Difference between prehospital, hospital case fatalities
From 2015 to 2018, there were 293,715 MI hospitalizations and 87,966 MI-related deaths in England among people aged 45 years or older. The national age-standardized death rates were 63 per 100,000 population in women and 126 per 100,000 in men. Event rates were 233 per 100,000 in women and 512 per 100,000 in men.
After age standardization, 15% of events in women and 16.9% of events in men resulted in death before hospitalization. The hospital case fatality rate was 10.8% for women and 10.6% for men.
Across districts, the 99th-to-1st percentile ratio of age-standardized MI death rates was 2.63 (95% credible interval [CrI], 2.45-2.83) for women and 2.56 (95% CrI, 2.37-2.76) for men; death rates were highest in parts of northern England. The main contributor to this variation was MI event rate, with a 99th-to-1st percentile ratio of 2.55 (95% CrI, 2.39-2.72) for women and 2.17 (95% CrI, 2.08-2.27) for men across districts.

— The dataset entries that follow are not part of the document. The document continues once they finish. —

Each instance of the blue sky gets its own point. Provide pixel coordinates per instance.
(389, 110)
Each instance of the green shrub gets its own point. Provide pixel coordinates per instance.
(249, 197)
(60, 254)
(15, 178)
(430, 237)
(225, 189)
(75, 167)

The researchers observed that the prehospital fatality rate was greater than hospital case fatality rate for every district. Prehospital fatality had a 99th-to-1st percentile ratio of 1.6 (95% CrI, 1.5-1.7) for women and 1.75 (95% CrI, 1.66-1.86) for men across districts and made a greater contribution to variation in total case fatality than hospital case fatality, which had a 99th-to-1st percentile ratio of 1.39 (95% CrI, 1.29-1.49) and 1.49 (95% CrI, 1.39-1.6). The contribution of case fatality to variation in deaths across districts was largest among women aged 55 to 64 years and aged 65 to 74 years and among men aged 55 to 64, 65 to 74 years, and 75 to 84 years.
The prehospital fatality rate was slightly higher in men than in women for most districts and age groups, whereas hospital case fatality was higher in women in virtually all districts at ages up to and including 65 to 74 years.
“Interestingly, in some areas that benefit from low case fatality, rates are still driven into high mortality rankings by the sheer weight of case numbers they experience,” Asaria told Healio. “Event rates are the biggest driver of the variation in mortality — 155% and 117% higher in women and men in the worst compared with the best districts. Ultimately, if we reduce the numbers of events occurring within each district, we will make the biggest impacts. That requires a re-focus on prevention.”